Verborgen koloniale geschiedenis
De vraag is dan: waarom accepteren we dat van die man niet, maar van staten wel?
We lijken met z’n allen te vertrekken van de onuitgesproken aanname dat wat staten doen ‘echt’ is. Dat lijkt vanzelfsprekend. Maar wat onuitgesproken blijft omdat het vanzelfsprekend lijkt, lijkt vaak slechts vanzelfsprekend net omdat het onuitgesproken blijft. Er is, zo toont het boek van Fetahaj mooi aan, niet zoiets als vanzelfsprekendheid. Er is enkel spreken dat zich onzichtbaar tracht te maken, in een poging zich immuun te maken voor tegenspraak.

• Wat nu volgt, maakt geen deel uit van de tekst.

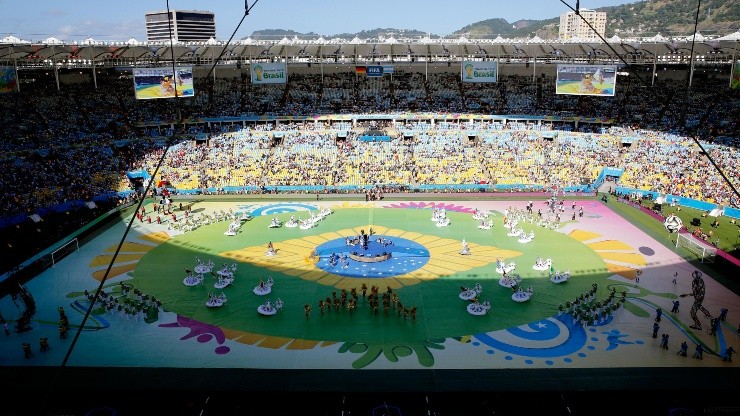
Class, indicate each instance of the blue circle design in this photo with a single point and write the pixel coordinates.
(272, 209)
(405, 257)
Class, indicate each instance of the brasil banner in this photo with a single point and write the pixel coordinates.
(586, 79)
(479, 71)
(7, 79)
(269, 73)
(152, 83)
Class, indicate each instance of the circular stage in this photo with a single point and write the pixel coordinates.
(384, 256)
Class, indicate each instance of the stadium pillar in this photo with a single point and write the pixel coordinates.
(691, 68)
(92, 64)
(56, 70)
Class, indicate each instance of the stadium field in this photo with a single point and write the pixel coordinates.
(450, 339)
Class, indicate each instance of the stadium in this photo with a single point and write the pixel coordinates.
(375, 226)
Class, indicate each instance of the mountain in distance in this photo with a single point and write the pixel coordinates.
(640, 18)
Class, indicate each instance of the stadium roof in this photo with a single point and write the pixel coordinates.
(367, 51)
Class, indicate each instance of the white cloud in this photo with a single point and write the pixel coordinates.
(55, 12)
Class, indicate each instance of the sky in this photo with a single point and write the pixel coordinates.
(120, 20)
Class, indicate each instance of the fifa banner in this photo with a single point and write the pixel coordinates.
(479, 71)
(734, 83)
(7, 79)
(269, 73)
(586, 79)
(150, 83)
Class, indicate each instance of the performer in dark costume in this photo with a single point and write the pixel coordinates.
(697, 291)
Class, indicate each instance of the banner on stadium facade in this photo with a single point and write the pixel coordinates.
(151, 83)
(7, 79)
(479, 71)
(576, 79)
(735, 81)
(270, 73)
(374, 71)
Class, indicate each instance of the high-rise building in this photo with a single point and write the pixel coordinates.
(187, 25)
(573, 26)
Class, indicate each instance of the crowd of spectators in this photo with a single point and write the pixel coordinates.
(78, 142)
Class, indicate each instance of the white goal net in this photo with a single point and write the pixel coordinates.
(705, 252)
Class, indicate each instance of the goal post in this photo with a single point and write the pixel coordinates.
(705, 252)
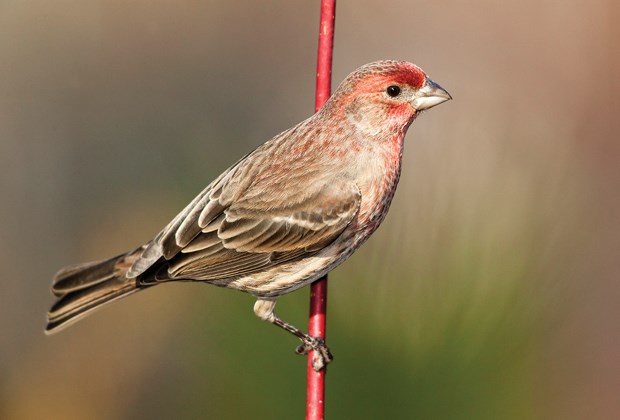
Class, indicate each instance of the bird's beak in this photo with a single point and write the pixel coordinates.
(429, 95)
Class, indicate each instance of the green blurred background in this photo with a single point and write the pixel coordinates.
(490, 292)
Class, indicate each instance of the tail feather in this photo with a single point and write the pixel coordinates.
(81, 276)
(85, 287)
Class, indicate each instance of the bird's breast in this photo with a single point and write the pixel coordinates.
(379, 176)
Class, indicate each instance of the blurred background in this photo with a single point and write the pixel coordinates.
(490, 292)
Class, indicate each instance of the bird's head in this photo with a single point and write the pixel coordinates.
(385, 96)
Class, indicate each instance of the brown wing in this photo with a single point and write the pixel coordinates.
(247, 239)
(268, 208)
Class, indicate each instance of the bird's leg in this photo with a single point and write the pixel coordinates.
(263, 308)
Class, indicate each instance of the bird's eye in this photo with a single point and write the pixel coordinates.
(393, 91)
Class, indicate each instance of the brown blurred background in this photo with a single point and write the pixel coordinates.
(490, 292)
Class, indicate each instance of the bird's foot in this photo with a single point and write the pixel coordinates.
(321, 356)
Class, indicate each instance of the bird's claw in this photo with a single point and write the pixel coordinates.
(321, 357)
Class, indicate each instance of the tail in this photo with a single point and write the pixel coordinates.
(82, 288)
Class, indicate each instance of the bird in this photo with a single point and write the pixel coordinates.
(284, 215)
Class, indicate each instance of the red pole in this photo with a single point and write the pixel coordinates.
(315, 393)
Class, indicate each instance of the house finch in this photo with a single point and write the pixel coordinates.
(282, 216)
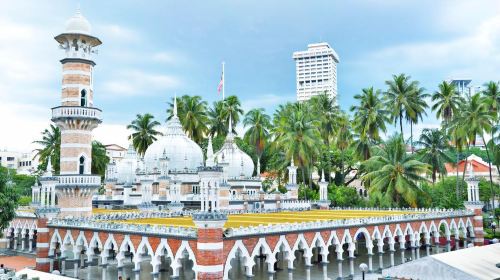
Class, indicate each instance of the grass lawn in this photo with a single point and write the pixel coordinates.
(246, 220)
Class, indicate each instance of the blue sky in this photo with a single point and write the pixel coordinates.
(153, 49)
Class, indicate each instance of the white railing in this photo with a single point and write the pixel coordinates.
(342, 223)
(123, 227)
(295, 204)
(75, 111)
(79, 180)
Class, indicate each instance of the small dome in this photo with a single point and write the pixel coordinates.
(78, 24)
(181, 151)
(239, 163)
(127, 166)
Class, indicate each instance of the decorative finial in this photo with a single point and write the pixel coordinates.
(175, 105)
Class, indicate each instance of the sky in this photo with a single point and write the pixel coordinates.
(154, 49)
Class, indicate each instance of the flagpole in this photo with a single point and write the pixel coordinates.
(223, 82)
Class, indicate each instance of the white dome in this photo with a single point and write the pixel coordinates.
(126, 167)
(239, 163)
(182, 152)
(78, 24)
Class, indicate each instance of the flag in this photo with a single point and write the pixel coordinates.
(221, 83)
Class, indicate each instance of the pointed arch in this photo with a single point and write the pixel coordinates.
(238, 245)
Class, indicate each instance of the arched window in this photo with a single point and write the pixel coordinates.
(81, 168)
(83, 98)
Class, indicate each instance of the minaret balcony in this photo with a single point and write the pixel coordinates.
(76, 112)
(79, 180)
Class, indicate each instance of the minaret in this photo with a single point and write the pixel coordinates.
(474, 204)
(76, 118)
(210, 153)
(292, 187)
(323, 203)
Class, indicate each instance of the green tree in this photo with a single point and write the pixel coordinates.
(370, 116)
(343, 196)
(326, 111)
(442, 194)
(296, 132)
(394, 175)
(400, 98)
(99, 158)
(434, 144)
(476, 120)
(193, 115)
(144, 132)
(418, 106)
(257, 134)
(232, 107)
(50, 147)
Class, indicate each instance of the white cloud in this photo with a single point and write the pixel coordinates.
(138, 83)
(112, 134)
(117, 32)
(475, 54)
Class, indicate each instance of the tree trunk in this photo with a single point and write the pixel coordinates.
(491, 177)
(411, 136)
(456, 146)
(401, 124)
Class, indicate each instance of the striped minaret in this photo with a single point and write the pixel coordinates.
(77, 117)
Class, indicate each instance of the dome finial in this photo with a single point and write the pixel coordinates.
(175, 105)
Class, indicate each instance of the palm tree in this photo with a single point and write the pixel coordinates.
(342, 142)
(434, 144)
(370, 115)
(218, 126)
(399, 98)
(418, 105)
(297, 134)
(51, 147)
(476, 119)
(232, 107)
(144, 132)
(326, 111)
(447, 100)
(99, 158)
(192, 113)
(258, 132)
(394, 175)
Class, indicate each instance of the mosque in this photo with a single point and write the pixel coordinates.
(173, 173)
(169, 175)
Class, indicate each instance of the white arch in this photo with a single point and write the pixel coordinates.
(446, 227)
(164, 245)
(56, 238)
(144, 245)
(81, 241)
(126, 241)
(109, 241)
(179, 256)
(238, 245)
(95, 241)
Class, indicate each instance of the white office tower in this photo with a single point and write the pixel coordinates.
(316, 71)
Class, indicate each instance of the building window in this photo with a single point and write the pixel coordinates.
(83, 98)
(81, 168)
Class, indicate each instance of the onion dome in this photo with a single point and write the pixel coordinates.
(78, 24)
(127, 166)
(182, 152)
(238, 162)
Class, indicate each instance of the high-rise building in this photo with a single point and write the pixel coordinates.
(316, 71)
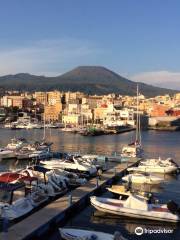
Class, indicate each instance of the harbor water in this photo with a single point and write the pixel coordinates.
(155, 144)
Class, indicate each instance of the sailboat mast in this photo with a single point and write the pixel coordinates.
(137, 114)
(44, 118)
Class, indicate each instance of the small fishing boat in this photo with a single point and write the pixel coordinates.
(40, 154)
(11, 204)
(34, 192)
(6, 154)
(122, 193)
(15, 144)
(52, 183)
(79, 234)
(137, 208)
(71, 164)
(158, 168)
(73, 179)
(142, 178)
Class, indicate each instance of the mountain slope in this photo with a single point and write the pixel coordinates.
(88, 79)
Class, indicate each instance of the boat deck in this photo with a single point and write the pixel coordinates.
(40, 221)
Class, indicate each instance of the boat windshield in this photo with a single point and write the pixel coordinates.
(5, 196)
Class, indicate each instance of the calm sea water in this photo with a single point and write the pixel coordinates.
(164, 144)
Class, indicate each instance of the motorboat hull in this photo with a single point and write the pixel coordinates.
(119, 210)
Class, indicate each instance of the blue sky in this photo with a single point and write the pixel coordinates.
(138, 39)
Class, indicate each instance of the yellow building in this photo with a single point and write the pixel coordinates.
(52, 112)
(74, 119)
(54, 97)
(41, 97)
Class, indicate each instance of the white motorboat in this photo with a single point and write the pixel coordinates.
(157, 161)
(15, 144)
(123, 193)
(50, 182)
(133, 150)
(142, 178)
(99, 161)
(158, 168)
(136, 207)
(40, 154)
(79, 234)
(71, 164)
(12, 208)
(5, 154)
(72, 178)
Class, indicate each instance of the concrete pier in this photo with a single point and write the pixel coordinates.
(58, 211)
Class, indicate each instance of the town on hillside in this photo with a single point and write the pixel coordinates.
(79, 112)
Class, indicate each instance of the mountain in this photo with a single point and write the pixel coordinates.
(88, 79)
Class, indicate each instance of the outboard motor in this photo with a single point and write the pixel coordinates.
(173, 207)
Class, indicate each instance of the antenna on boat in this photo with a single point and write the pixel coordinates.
(44, 130)
(138, 122)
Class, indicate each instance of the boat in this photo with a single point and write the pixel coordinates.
(52, 183)
(142, 178)
(15, 144)
(156, 161)
(36, 195)
(99, 161)
(71, 164)
(79, 234)
(40, 154)
(11, 204)
(158, 168)
(6, 154)
(122, 193)
(137, 207)
(73, 179)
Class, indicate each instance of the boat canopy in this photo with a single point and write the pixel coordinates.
(10, 187)
(28, 179)
(40, 169)
(9, 177)
(136, 203)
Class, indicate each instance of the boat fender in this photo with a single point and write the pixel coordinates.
(92, 237)
(172, 207)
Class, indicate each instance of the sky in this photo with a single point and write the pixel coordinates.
(137, 39)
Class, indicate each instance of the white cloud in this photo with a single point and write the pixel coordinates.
(47, 57)
(165, 79)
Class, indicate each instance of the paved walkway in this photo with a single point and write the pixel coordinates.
(38, 219)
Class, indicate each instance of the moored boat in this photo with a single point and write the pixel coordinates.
(79, 234)
(137, 208)
(142, 178)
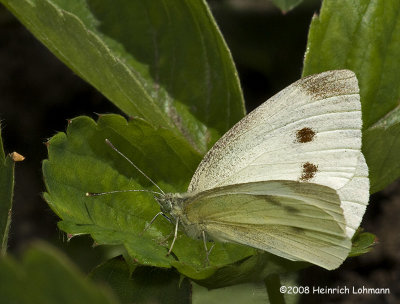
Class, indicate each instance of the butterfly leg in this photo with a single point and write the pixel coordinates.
(205, 247)
(175, 236)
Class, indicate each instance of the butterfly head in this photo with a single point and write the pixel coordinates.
(170, 203)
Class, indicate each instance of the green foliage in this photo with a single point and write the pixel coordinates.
(145, 285)
(164, 61)
(6, 196)
(80, 161)
(45, 276)
(363, 36)
(286, 5)
(166, 64)
(363, 242)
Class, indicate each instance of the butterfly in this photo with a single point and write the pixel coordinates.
(289, 178)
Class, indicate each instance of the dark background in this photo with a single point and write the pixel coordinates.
(38, 94)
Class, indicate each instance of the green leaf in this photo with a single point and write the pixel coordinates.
(382, 148)
(145, 285)
(164, 61)
(363, 36)
(6, 196)
(286, 5)
(363, 242)
(253, 269)
(80, 161)
(45, 276)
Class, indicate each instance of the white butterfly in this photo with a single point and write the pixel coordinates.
(289, 178)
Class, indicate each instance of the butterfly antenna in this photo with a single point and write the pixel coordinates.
(131, 162)
(120, 191)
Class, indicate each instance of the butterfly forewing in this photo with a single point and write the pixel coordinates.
(293, 220)
(308, 132)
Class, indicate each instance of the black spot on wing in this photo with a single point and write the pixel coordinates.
(305, 135)
(309, 171)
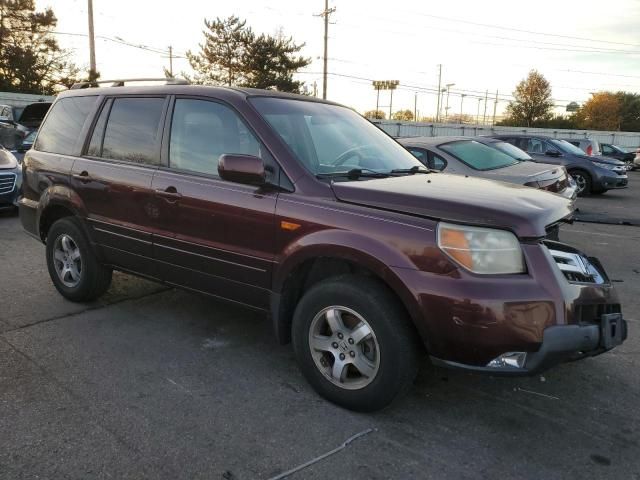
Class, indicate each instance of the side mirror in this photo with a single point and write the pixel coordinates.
(246, 169)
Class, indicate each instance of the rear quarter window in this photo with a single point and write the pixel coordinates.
(63, 125)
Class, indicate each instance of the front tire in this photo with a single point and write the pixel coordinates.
(354, 343)
(72, 264)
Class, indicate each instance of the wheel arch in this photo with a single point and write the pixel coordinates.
(313, 263)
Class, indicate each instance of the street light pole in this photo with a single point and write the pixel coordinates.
(446, 109)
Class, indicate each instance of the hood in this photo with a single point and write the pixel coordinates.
(525, 171)
(526, 211)
(7, 160)
(603, 159)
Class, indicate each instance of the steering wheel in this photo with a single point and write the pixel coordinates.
(344, 156)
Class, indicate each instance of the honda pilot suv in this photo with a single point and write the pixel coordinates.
(302, 209)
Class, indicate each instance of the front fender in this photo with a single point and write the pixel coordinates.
(365, 251)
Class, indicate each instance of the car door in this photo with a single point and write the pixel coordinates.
(113, 178)
(214, 236)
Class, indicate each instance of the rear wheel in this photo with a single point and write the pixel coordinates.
(72, 264)
(354, 343)
(583, 182)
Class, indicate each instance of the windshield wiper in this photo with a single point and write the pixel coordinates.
(355, 173)
(413, 170)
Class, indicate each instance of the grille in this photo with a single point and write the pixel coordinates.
(575, 266)
(7, 182)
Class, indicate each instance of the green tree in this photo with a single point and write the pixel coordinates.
(376, 114)
(31, 61)
(532, 101)
(629, 111)
(403, 115)
(222, 55)
(600, 112)
(233, 55)
(270, 63)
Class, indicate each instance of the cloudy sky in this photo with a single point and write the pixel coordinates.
(580, 46)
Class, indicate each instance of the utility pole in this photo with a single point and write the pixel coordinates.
(484, 116)
(93, 74)
(495, 107)
(325, 14)
(446, 109)
(439, 88)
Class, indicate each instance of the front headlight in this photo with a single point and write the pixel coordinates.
(607, 166)
(481, 250)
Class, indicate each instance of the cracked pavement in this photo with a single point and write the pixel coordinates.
(151, 382)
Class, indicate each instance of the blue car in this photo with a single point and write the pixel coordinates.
(10, 180)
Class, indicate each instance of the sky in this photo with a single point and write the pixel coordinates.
(579, 46)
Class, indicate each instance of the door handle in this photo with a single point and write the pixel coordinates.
(170, 194)
(83, 177)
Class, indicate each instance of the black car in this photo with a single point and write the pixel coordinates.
(619, 153)
(593, 174)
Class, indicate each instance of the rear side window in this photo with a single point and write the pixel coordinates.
(132, 133)
(62, 128)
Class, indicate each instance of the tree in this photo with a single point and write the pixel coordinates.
(31, 61)
(375, 114)
(629, 111)
(600, 112)
(532, 100)
(270, 63)
(233, 55)
(403, 115)
(221, 57)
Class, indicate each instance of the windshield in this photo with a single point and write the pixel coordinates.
(566, 147)
(329, 139)
(511, 150)
(478, 155)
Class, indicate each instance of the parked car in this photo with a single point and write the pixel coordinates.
(17, 122)
(592, 174)
(485, 157)
(587, 145)
(619, 153)
(303, 209)
(10, 180)
(24, 146)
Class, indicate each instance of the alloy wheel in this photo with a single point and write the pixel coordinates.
(344, 347)
(581, 182)
(67, 261)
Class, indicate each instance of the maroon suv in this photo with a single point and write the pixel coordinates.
(300, 208)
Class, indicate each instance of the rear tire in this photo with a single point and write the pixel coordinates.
(583, 182)
(72, 264)
(373, 336)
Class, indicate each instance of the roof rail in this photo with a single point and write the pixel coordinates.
(121, 82)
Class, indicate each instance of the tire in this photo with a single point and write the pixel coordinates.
(389, 353)
(583, 181)
(72, 264)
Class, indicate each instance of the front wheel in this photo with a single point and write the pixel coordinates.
(72, 264)
(354, 342)
(583, 182)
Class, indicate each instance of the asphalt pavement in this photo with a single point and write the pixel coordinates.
(158, 383)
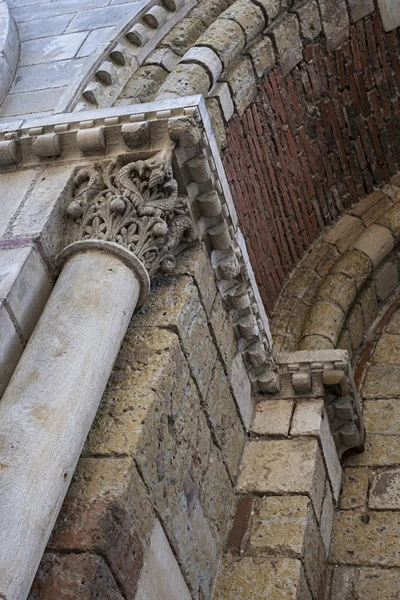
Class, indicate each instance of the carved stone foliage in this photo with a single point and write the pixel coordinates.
(136, 205)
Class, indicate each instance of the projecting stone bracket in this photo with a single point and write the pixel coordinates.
(326, 374)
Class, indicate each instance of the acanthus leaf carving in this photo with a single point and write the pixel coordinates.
(136, 205)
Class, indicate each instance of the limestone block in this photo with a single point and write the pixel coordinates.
(161, 576)
(369, 304)
(310, 22)
(365, 539)
(184, 35)
(382, 415)
(288, 43)
(376, 242)
(82, 576)
(386, 278)
(356, 265)
(217, 122)
(272, 417)
(195, 262)
(209, 10)
(360, 9)
(262, 55)
(355, 325)
(145, 83)
(241, 388)
(185, 80)
(11, 347)
(340, 289)
(226, 38)
(344, 232)
(335, 22)
(224, 420)
(385, 490)
(248, 15)
(391, 220)
(176, 304)
(355, 488)
(253, 578)
(324, 319)
(241, 79)
(222, 93)
(283, 466)
(390, 13)
(24, 284)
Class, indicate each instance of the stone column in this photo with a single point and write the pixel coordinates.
(51, 400)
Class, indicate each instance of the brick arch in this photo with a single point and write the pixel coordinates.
(336, 294)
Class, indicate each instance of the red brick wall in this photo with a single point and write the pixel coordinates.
(312, 144)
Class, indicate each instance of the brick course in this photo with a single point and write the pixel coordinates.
(312, 144)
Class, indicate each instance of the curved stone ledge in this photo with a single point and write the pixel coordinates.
(9, 49)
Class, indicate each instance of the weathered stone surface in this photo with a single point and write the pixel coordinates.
(272, 417)
(385, 490)
(282, 466)
(262, 55)
(184, 35)
(367, 539)
(335, 22)
(382, 381)
(355, 325)
(74, 577)
(310, 22)
(344, 232)
(354, 490)
(387, 350)
(340, 289)
(248, 15)
(382, 415)
(145, 83)
(356, 265)
(254, 578)
(278, 525)
(288, 42)
(241, 79)
(324, 319)
(176, 305)
(225, 423)
(380, 450)
(226, 38)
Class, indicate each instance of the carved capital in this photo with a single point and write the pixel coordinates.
(135, 205)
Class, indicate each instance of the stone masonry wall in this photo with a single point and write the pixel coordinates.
(312, 144)
(150, 506)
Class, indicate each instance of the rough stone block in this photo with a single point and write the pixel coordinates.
(262, 56)
(272, 417)
(355, 488)
(241, 79)
(386, 278)
(25, 285)
(344, 232)
(335, 22)
(365, 539)
(253, 578)
(226, 38)
(288, 43)
(184, 35)
(385, 490)
(74, 577)
(248, 15)
(360, 9)
(224, 420)
(390, 13)
(310, 22)
(283, 466)
(176, 304)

Waar Fetahaj ons aan herinnert, is dat elke grens ‘gemaakt’ is. Haar boek vertelt de vergeten – of beter: onzichtbaar gemaakte – koloniale geschiedenis die aan de oorsprong ligt van de grenzen, waarvan we vandaag geneigd zijn om ze als normaal of natuurlijk te beschouwen.
Eerste grenscontroles ontstonden pas in 19e eeuw uit schrik voor verspreiding van gedachtegoed van Haïtiaanse revolutie
Fetahaj beschrijft hoe de eerste grenscontroles pas ontstonden in de 19e eeuw uit schrik voor de verspreiding van het revolutionaire gedachtegoed van de Haïtiaanse revolutie. Ze beschrijft hoe de eerste papieren die aan de grens gecontroleerd werden, contracten waren van arbeidsmigranten, die na de afschaffing van de slavernij de voortzetting van de uitbuiting moesten verzekeren.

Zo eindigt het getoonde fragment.